Observe-se que não nos referimos ao marketing exercido pela chamada indústria cultural [e aqui utilizamos o conceito ipsis litteris dentro da compreensão dada por Adorno e Horkheimer (8)]; este encontra-se muito bem aplicado por emissoras, editoras e produtoras mundo afora, inclusive no Brasil. Referimos, sim, ao espírito de marketing aplicado (ou ainda não aplicado) à ação cultural, tal como a define Teixeira Coelho (9). A cultura como manifestação e uso/consumo popular, fora das grandes corporações na mídia – sim, porque a mídia é o grande vetor dos conteúdos que encerram cultura – é que carece de aplicação dos conceitos e instrumentos de marketing, voltados à sua produção, disseminação e fruição.
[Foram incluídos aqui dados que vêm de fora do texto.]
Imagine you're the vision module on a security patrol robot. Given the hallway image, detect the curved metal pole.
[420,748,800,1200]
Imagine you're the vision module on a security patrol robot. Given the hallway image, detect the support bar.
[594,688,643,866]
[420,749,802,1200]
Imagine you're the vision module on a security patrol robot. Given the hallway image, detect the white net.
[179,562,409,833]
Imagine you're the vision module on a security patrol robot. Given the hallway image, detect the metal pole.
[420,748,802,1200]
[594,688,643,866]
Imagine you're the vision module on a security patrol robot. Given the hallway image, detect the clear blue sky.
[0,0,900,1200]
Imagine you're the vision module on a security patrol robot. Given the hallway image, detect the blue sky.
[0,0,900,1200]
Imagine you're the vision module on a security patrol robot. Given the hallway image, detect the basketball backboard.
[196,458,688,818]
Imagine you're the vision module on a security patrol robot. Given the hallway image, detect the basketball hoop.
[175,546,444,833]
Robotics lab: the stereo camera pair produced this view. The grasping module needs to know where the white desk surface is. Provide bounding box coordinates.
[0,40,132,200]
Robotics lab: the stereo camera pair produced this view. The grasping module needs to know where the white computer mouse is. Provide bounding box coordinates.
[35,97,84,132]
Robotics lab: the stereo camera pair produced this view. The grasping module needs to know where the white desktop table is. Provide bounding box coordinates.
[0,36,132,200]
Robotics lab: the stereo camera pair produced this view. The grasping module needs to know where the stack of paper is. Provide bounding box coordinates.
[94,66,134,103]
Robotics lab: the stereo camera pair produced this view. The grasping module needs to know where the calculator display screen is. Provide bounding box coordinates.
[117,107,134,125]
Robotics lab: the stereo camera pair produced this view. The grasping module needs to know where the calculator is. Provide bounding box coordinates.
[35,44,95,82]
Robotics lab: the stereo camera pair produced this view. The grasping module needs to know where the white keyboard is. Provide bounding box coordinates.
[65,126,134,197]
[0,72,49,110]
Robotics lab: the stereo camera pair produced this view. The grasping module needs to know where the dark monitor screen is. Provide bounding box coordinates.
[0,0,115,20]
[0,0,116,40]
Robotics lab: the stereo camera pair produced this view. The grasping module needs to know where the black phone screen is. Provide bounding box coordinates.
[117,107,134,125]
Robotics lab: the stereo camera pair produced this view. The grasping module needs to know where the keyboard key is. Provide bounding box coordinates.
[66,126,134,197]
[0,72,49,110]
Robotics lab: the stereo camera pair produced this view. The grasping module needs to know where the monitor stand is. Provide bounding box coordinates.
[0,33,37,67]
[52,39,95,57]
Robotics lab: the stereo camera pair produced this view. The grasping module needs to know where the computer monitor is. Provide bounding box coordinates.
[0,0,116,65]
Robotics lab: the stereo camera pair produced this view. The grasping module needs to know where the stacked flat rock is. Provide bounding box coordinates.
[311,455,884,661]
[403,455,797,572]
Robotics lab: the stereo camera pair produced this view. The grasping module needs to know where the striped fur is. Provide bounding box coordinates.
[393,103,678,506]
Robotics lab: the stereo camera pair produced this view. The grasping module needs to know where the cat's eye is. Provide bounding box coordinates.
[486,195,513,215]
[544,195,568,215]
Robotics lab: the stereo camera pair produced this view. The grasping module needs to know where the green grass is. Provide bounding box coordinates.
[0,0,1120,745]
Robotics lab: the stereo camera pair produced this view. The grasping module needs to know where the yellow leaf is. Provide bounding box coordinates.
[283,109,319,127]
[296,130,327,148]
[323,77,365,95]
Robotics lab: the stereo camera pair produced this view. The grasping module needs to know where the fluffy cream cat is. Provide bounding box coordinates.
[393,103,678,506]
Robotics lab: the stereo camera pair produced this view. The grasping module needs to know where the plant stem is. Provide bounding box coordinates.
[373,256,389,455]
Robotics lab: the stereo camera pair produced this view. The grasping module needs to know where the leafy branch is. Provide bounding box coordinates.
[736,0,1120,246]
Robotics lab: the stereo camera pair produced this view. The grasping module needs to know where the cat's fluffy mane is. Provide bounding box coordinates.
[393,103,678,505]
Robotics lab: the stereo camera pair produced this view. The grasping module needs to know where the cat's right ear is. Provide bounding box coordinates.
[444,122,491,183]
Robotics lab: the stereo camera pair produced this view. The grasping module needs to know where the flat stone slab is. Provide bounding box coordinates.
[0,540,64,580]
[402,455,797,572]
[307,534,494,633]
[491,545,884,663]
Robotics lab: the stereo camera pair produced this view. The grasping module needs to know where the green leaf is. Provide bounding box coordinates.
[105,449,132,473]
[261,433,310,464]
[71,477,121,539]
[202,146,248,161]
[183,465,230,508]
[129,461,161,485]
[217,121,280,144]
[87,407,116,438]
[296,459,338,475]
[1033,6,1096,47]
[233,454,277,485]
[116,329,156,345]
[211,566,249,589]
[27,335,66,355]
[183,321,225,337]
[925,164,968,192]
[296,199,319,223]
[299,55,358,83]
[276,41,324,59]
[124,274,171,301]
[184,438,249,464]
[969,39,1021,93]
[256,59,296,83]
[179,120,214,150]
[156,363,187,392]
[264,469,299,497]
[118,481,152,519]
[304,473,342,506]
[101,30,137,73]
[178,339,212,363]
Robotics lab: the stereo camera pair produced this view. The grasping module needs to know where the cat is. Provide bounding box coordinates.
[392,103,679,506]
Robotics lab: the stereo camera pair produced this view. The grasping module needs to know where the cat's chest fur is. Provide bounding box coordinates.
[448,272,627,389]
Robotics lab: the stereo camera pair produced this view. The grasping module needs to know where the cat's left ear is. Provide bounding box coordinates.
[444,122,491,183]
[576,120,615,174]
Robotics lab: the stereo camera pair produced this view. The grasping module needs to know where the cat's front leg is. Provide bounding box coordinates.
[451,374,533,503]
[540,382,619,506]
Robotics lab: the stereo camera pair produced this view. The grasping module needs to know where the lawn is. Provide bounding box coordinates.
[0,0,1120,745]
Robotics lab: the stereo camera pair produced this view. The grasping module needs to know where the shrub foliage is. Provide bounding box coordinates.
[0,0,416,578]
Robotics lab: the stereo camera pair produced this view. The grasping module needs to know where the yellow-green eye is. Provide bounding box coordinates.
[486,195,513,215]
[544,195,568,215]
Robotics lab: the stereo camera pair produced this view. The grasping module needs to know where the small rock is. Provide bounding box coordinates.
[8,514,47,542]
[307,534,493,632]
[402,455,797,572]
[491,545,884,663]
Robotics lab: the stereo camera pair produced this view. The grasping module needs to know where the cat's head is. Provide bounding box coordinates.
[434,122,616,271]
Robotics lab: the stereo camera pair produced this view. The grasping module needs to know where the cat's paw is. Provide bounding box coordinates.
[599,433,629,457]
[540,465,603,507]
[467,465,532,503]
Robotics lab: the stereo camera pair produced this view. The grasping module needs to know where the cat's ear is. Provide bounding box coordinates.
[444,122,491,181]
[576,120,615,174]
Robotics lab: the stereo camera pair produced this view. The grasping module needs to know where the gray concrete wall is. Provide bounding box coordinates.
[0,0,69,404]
Bem entendido que não incluímos – propositalmente – a concepção, pois que esta não se sujeita ao pensamento mercadológico quando se trata de manifestação artística – base de muito daquilo a que atribuímos a aura de “cultural”.

Implicações sobre o “produto” (hoje, na verdade, “proposta de valor”)
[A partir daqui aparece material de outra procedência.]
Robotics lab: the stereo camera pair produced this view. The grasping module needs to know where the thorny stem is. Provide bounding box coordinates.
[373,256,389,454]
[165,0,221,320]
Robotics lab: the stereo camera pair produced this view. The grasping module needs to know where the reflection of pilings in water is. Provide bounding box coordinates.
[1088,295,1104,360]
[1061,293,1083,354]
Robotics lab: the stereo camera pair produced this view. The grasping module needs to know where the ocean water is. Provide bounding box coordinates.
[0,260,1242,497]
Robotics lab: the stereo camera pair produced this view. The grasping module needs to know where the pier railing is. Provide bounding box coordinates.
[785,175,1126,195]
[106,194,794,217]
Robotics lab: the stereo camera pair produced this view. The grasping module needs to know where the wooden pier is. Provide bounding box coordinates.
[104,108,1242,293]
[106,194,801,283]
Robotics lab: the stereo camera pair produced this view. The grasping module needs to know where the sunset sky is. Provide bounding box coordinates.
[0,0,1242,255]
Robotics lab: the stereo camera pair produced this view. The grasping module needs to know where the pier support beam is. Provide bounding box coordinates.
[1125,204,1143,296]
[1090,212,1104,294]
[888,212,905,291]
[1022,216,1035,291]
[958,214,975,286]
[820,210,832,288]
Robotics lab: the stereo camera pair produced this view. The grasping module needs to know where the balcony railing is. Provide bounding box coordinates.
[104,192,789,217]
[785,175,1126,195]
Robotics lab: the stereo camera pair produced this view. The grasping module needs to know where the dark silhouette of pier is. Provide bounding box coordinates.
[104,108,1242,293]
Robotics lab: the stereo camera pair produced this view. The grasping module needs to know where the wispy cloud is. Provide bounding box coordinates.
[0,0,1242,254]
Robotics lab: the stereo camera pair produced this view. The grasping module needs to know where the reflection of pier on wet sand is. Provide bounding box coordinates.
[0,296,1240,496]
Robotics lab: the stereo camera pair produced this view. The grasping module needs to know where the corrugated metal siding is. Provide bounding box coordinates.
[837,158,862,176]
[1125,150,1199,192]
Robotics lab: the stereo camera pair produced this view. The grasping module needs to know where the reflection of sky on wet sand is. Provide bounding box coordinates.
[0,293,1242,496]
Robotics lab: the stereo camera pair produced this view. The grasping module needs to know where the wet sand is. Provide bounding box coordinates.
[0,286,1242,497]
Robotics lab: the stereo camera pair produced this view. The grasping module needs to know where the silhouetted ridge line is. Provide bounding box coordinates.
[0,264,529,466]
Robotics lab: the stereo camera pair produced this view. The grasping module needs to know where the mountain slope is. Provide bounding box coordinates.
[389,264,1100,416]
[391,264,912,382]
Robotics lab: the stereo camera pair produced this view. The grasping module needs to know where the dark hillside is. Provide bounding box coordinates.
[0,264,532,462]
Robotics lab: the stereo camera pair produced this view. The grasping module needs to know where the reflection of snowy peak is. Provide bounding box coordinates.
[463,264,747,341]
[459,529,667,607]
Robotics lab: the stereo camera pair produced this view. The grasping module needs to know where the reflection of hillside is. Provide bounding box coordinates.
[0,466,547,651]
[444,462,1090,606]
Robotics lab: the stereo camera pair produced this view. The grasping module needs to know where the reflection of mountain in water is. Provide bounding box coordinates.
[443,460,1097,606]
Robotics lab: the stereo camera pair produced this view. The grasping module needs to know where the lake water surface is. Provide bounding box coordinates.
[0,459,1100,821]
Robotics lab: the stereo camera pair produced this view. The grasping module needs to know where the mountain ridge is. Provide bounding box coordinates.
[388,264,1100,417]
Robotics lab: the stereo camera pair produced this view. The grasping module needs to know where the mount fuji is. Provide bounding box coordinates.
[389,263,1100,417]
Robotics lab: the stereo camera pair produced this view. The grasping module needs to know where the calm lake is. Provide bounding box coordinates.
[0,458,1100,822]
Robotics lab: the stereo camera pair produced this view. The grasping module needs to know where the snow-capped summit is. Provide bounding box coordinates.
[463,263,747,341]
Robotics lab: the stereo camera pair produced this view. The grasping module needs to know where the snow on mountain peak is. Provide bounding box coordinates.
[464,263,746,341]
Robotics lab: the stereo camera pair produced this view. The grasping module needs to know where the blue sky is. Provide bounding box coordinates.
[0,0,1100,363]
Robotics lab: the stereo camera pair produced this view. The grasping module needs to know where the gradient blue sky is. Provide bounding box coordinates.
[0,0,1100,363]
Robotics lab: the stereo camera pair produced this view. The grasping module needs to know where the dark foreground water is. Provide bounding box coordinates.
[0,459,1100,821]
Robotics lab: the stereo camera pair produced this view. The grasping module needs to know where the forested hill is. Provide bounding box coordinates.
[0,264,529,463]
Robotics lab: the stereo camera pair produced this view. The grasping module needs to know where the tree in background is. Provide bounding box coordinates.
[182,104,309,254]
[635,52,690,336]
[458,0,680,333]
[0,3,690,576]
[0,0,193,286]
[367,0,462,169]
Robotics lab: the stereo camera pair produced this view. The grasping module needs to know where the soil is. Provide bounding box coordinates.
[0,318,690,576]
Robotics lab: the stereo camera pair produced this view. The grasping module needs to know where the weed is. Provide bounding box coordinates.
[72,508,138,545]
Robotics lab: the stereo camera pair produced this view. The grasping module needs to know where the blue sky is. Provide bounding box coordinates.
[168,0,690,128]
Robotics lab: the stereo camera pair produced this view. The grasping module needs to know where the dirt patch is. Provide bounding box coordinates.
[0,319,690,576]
Uma vez identificado o mercado-alvo da ação cultural (e esse trabalho não está a cargo do artista, mas de seu produtor) e suas características, deve-se decidir sobre o formato da proposta que veiculará o produto do trabalho artístico [é preciso, sempre, tentar eliminar o preconceito que, ainda, muitos criadores têm em admitir que produto é sinônimo de fruto do seu trabalho – sua proposta de valor (10)] e refletir sobre a resposta desejada da audiência.

Implicações de distribuição (o nó górdio do marketing cultural – “ir aonde o povo está”)

Para os produtos da ação cultural, o que garante sua distribuição e consequente fruição é uma Política Cultural de Estado; a garantia de que uma política de cultura seja reconhecida pela cidadania no plano nacional (a exemplo do que já ocorre com a Saúde e a Educação) está baseada na existência de pelo menos uma diretoria específica destinada a cultura em cada município e pela implantação dos Pontos de Cultura, em todos os 5.565 municípios brasileiros – este, o principal instrumento de democratização da Política Nacional de Cultura (2005). (11)

Implicações de preço

O preço (do ingresso, do livro, do CD, do DVD) tem que atender a dois reclamos: a viabilização tanto do trabalho do artista quanto do consumo (ou fruição, melhor dizendo) de sua produção pelo público-alvo.

Implicações de promoção (comunicação/divulgação)

A comunicação de marketing tem que ser correta, pertinente e adequada. Sem o que não levará o público ao encontro da arte/produção em pauta.

Configura-se, assim, a aplicação do composto de marketing (12) às atividades artístico-culturais.

Management a serviço da solução de um paradoxo

Autores consagrados como Peter Drucker e Philip Kotler desenvolveram reflexões sobre a aproximação aparentemente paradoxal – entre as artes e o marketing.

Paradoxal porque a arte se dá, com as exceções que Tom Jobim sabiamente chamou de “as encomendas”, como manifestação do espírito, de um indivíduo ou de um grupo artístico, apenas obediente à pulsão do(s) seu(s) criador(es).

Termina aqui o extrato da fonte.